The breadth of FINRA’s own definition poses some problems. At their discretion, the term “Social Media Influencers” or “Influencers” means “any third party that the Company contracts with or compensates to provide social media communications.” External communications agencies would certainly fall into this category, and their role and ethics are quite different from that of a typical influencer, with one key distinction being the audience they are communicating with.

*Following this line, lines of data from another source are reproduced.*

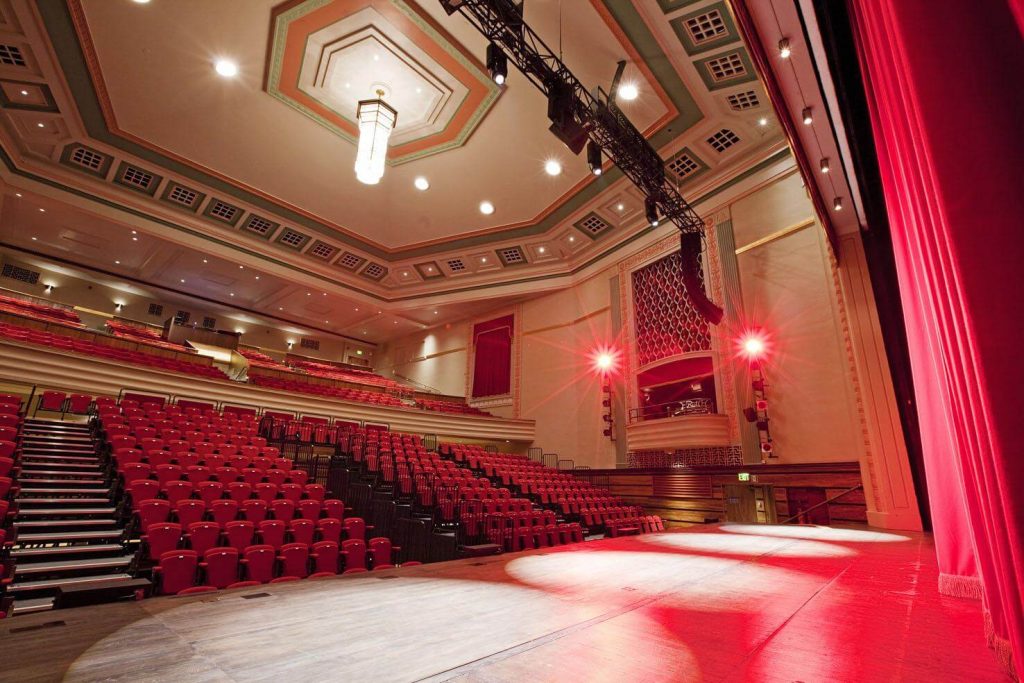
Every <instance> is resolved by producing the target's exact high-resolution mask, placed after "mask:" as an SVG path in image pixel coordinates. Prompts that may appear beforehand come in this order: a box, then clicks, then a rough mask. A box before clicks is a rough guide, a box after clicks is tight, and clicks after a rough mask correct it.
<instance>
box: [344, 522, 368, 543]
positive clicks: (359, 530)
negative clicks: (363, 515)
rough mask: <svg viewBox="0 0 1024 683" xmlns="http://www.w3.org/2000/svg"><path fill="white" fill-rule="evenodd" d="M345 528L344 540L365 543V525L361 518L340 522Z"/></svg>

Agencies work on behalf of the brand. They learn (or even dictate) brand messages, interact with their existing followers, and wear their masks. On the other hand, influencers usually comment from an outside perspective, which leads to additional exposure and provides a seal of approval. To get back to GameStop, that could include endorsing, as a poignant example, Reddit’s chatroom ‘r/wallstreetbets’, which has 4.8 million members and has become a symbol of the indictment against the Titans of Wall Street.
If FINRA appears to include outside agencies in its definition of social media influencers, it is not necessary to change the rules of the game in terms of compliance procedures; Agencies tend to use the brands’ social media profiles anyway. However, what it does do is highlight the necessity of capturing all of a company’s social media, regardless of whether they’re actually posting or not.
Where the sweep has greater impact by not only ordering “(1) any social media communications the Company posts on the Influencer’s social media account(s) but “(2) any social media communications the Influencer posts on any social media platform about the Company.” This puts it on businesses the responsibility to keep a record of all social media output of influencers relevant to their brand, which may cause logistical difficulties around privacy and data ownership, but nonetheless it needs to happen in order for these relationships to become viable.
How do you maintain compliance?
Social media channels are ephemeral. While logs can be accessed back to any date on the same platforms, these posts are not stored statically – they can be deleted or edited retroactively. Archiving is the most effective way to preserve your social media data, ensuring that nothing is lost in the case of these scans, which come with greater frequency and are increasing demands for the required information.
With new regulations looming, this time around influencer communications, it’s becoming clear that keeping all of your data is the safest option, as the scope of regulatory breach continues to expand.